Chechian is a village the Mirpur Tehsil of Mirpur District of Azad Kashmir, Pakistan.

Demography
According to 1998 census of Pakistan, its population was 663.

Name
The village gets its name from the Chechi clan of the Gujjar tribe.

Local geography
Chechian is situated around 10 kilometres from the Mirpur AJK City. It is surrounded by mountains on one side and famous River Jhelum on the other side. The nearest towns include Mangla, Afzalpur and Jatlaan. The famous Pakistani city of Jhelum is also not far if you decide to cross the river by boat.
The famous landmarks of the village include world famous shrine of Sufi and poet of Punjabi language Mian Muhammed Bukhash (Author of Saif-Al-Mlook), Women Degree College Chechian and Islamic University Campus for Men.
Shrine or Darbaar hosts many events and religious gatherings throughout the year and also offers a free meal for all every day.
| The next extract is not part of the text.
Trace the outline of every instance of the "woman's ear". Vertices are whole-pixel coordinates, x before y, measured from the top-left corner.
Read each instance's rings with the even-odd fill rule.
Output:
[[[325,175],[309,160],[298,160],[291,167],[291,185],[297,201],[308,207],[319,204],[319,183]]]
The Chechian's main shopping market or bazaar is one of the biggest in the town and many shoppers come here from neighbouring villages and towns.
The main occupation of people here is farming and agriculture. Chechian is very famous for its Basmati rice.

Power and water
Chechian has power from Mangla Dam a hydroelectric station providing the region with green energy! The village experiences power-cuts of a few minutes a night on a frequent basis.
The nearby river Jehlum has hydroelectric turbines running throughout it. It has many bridges: (pedestrian, animal & scooter/ motorbike crossings, others big enough for vehicles) along its length connecting the two sides.
Chechian still lacks basic running water pipes & a water treatment plant. Most water drank by the people is from private wells or bottled water. The local water is safe to drink but not is recommended for non-locals.
Most plastic, metal, paper, other recyclable materiel is collected by some people and sold in the city of Mirpur as a means of income.

Education
There is a government degree college for women in Chechian.
There are also several elementary schools for both genders.
There is an Islamic university for males. The university requires no fees or money from its students/public as it is funded by the local "Khari Sharif Peer Shah Gazi Darbar"  – which is a famous monastery and shrine.
The Monastery also provides Quran classes on a daily basis and free food for all every Friday; it is considered a blessing and people from all ranks of society are encouraged to eat together and as one.